3万7千人の「立上り」キリシタンの指導者であり、司祭役でもあった天草四郎も、おそらくこの本を読んだものと思われる。同書第31「ちじょく(恥辱)となんぎ(難儀)にあふ時、へりくだるこころをもてかんにん(堪忍)すべき事」の章で、キリシタンの大切なこころとして示される「堪忍(かんにん)」と「謙(へりくだ)り」のことばが、「四郎法度書」で二度繰り返されるからである。
四郎は籠城中、朝に夕にミサを執り行ない、キリシタンたちの信仰が人間的・肉体的弱さゆえに疎かになるのを戒め、「かんにん」と「へりくだり」をもって「でうす(神)へ祈念」し、「御慈悲(=神のゆるし)を蒙る」よう勧めた。その内容は「四郎法度書」によってうかがうことができる。
『こんてむつすむんじ』によると、「かんにん」と「へりくだり」は「かんなん(艱難)」「なんぎ(難儀)」に対する大切な対処法であり、心がけであった。その理由について同書は、「うきよ(浮世)のさいなん(災難)は、なんじ(汝)がごしょうたすかり(後生扶かり=死後の救い)のため」になるからであり、それゆえに、できれば艱難・難儀の試練を「喜んで堪える」ことが好ましいが、それができないなら、せめて「かんにんをもって受け流すことだ」、と説いている。
注目したいのは、「災難は汝が後生の扶かりのため(にある)」という言葉である。同書には他にも、同様の趣旨で記された件(くだり)がある。
「我に仇(あだ)をなす者は…デウスの御手より与へ給ふ。こころよく受け奉り(なさい)」(同書巻第3第12)。「この世の苦しみを受くる事、我が身の誤ちによって与へ給ふ」(同書巻第3第19)、などである。
通常、艱難・難儀が特定の人物によってもたらされる場合、それを強いる相手「敵」に対しては反抗を試み、長期化して恨みを絡んだ場合は復讐にも至るであろう。
これに対し、キリスト教は逆の姿勢―「苦しみを受けるのは、我が身の誤ちによって神が与える」と、むしろアニマのたすかりのために必要なものとして受けとめ、自身の罪の償いに資することを教えているのだ。実際には、個々により信仰の差があり、人間的捉え方をする場合も多いが、これが『こんてむつすむんじ』が教える世界であり、キリスト教徒の取るべき基本的信仰姿勢であった。
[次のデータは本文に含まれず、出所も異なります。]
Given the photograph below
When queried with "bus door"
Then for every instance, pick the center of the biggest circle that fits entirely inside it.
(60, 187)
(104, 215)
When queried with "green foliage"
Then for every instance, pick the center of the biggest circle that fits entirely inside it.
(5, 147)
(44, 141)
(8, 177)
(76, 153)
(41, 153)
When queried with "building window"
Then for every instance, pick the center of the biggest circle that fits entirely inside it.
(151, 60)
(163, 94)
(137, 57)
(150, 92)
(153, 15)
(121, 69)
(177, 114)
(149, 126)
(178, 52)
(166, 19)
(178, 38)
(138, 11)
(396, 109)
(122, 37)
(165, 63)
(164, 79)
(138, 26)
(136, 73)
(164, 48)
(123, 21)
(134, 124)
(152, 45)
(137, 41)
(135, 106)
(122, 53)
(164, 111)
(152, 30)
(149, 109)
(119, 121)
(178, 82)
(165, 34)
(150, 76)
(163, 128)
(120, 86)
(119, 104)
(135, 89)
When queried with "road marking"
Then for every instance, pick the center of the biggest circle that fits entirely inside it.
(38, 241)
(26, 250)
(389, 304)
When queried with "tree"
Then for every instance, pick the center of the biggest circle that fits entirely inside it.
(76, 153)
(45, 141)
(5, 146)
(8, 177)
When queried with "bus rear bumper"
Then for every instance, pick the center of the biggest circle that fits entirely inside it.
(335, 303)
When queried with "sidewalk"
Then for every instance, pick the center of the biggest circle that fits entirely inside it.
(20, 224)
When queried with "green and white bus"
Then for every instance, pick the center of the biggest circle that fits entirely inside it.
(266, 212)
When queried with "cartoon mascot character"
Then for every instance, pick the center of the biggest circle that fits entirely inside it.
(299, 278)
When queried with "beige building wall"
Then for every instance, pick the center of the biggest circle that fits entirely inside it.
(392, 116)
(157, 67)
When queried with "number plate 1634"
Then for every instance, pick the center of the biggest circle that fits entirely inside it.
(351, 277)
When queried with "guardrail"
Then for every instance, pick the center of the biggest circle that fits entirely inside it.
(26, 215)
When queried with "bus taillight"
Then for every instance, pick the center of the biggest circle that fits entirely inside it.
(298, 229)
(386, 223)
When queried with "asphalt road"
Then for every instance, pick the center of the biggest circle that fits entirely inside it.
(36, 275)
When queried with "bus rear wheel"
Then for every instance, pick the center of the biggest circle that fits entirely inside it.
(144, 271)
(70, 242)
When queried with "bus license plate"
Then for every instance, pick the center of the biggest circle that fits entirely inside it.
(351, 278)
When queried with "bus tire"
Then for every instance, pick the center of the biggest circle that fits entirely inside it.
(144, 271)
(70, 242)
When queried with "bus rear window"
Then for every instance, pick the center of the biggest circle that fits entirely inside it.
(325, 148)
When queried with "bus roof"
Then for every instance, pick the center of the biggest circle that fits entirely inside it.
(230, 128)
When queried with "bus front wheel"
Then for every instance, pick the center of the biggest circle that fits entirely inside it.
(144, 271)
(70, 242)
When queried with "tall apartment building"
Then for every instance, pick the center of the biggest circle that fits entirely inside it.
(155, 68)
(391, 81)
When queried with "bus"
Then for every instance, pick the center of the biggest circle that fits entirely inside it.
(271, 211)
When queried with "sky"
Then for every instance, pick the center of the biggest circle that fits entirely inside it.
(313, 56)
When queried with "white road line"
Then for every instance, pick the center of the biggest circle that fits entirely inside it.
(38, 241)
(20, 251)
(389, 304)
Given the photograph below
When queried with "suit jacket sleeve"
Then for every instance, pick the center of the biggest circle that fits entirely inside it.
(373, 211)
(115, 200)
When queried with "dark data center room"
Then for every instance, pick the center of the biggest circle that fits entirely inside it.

「苦しみを受けるのは、我が身の誤ちによって神が与える。」―「転び」のキリシタンにとって、この言葉は身にしみるものであった。彼らは、罪を犯したゆえに今の苦しみがある、ということを知っていた。だからこそ「立上り」、償いをしてあの世に逝こうと思ったのだ。
この「きりしたんの作法」によって、島原の乱事件(1637―38)を再検証してみよう。
歴史の教科書をはじめ研究家、史家、小説家を問わず、島原の乱を語る人のほとんどが「為政者の圧政に対する反乱である」と主張して憚らなかった。そのような見解がはたして正しいか否か、些かでもキリシタンの心に近づくなら、その誤りに気付かされるであろう。
彼らは、ほとんど農民であったが、四郎の呼びかけ―かづさ村寿庵の廻文―に呼応して集った人々、すなわち「転び」から「立上った」キリシタンであった。そうであれば、「きりしたんの作法」に従ってこの事件を読み解かなければならない。すなわち為政者の過酷な税の取り立てや、自然の災いによってもたらされる「この世の苦しみ」は、「転び」という「我が身の過ち」が原因で「デウスによって与えられること」であるから、これを「こころよく受け奉り」、よく償いをして、キリストに帰り、「後生(あの世)の扶かり」に至るべきである、と―。これが、キリシタンの作法によって解読される島原の乱事件の解答である。恨みや反乱、一揆といった従来の解釈は、キリシタンのこころと作法を知らないがゆえの、一方的な誤解であった、と言わざるをえない。